Another headline referred to growing anxieties that our hottest new anti-inflammatories, so called COX-2 inhibitors, may have ancillary difficulties with cardiac problems. Is the side-effect real? Is it merely a substitution of aspirin (with all its own difficulties) known to have cardio-preventive utility?
The new world of high throughput pharmaceutics, and genomically informed drug targeting, is bound to offer many like options for very large-scale intervention. Genetic screening itself offers a host of ethical dilemmas, as well as opportunities to enhance the specificity and potency of individual medication. Such remarks apply to other large-scale screens like PSA for prostate cancer, which may invite exuberant surgical intervention, or just worry. Similar attractive dilemmas attach to preventive inputs ranging from vaccines to contraceptive pills. Besides the 1 by 1 scrutiny they deserve, we need to be sure that we have an optimal system to reap the greatest benefits, and to be cautioned about the risks. That system today is founded on an adversarial confrontation between a stereotypically greedy industry and stuffy federal bureaucracy that, if nothing else, has greatly inflated the entry cost of innovations, and ultimately their cost to consumers and taxpayers.

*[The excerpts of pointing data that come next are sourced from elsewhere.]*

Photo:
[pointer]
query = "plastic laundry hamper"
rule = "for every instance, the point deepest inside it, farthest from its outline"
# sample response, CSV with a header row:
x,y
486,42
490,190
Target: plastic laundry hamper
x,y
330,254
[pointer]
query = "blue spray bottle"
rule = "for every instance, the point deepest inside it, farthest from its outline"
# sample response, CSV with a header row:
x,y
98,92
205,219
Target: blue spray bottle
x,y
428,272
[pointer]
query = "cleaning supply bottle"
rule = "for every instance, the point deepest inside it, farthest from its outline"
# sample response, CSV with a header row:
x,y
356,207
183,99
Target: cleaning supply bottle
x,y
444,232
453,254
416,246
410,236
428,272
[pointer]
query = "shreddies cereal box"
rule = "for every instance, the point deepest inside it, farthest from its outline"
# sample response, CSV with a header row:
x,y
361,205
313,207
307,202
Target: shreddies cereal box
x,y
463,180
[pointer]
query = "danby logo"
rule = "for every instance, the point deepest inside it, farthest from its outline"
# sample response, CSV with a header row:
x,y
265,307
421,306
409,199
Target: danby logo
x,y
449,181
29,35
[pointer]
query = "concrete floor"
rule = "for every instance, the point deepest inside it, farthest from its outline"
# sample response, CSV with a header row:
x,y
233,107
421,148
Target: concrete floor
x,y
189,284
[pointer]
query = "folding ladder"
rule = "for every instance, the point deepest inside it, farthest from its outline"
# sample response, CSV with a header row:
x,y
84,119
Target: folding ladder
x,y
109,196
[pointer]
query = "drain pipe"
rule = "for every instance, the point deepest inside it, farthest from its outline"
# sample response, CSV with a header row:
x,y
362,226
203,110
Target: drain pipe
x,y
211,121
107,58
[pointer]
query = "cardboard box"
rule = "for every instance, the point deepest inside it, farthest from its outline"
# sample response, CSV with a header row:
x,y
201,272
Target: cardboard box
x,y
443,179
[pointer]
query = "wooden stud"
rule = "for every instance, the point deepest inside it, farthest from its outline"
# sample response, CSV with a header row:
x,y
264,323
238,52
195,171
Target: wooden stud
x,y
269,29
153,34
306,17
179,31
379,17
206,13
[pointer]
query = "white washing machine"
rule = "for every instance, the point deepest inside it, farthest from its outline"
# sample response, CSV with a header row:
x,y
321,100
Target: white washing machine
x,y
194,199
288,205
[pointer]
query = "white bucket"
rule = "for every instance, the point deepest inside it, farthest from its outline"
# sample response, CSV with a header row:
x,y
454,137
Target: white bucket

Our most acute challenges globally have to do with infectious disease: the great killers - malaria, tuberculosis, HIV. First of all we have to be on the lookout that new and emerging plagues will further complicate the scene. New diseases are in every week's headlines, and we have the grim reminder of the cattle slaughtered to contain the bovine foot and mouth disease. Things like that can happen to humans as well; we recall the great flu pandemic of 1918. So surveillance for old and new enemies comes close to the top of the list. HIV has been a tough antagonist, as with many other viruses it is hard, but we need to devise chemical cures that complement the behavioral, i.e. self-care. That has begun to work in the U.S., but there is not so much to be proud of in how that was handled here, and no basis for finger-pointing abroad. Malaria, tuberculosis: it is inexcusable what a pittance of research has gone into what is obviously achievable by way of new pharmaceuticals and vaccines. Perhaps for these, and certainly for diarrheal disease, there will be room for new concepts like that of the microbiome -- the extension of our own genome to include the other inhabitants of our body space. We may eventually wonder what is the optimum level of antigenic stimulation we may need for robust immune development: some British doctors believe that the rising prevalence of asthma may be related to our being overprotective about our children's exposure to minor ailments. This seems problematical for Baltimore.
These questions are all amenable to the efflorescence of new scientific tools and concepts that typify this, the DNA century. Public Health, perhaps even more than personal medicine, will be the vehicle for the most cogent use of that knowledge, just as the germ theory accompanied sanitation and other expressions of hygiene as the major source of health improvement a century ago.
Good luck on your next great adventures.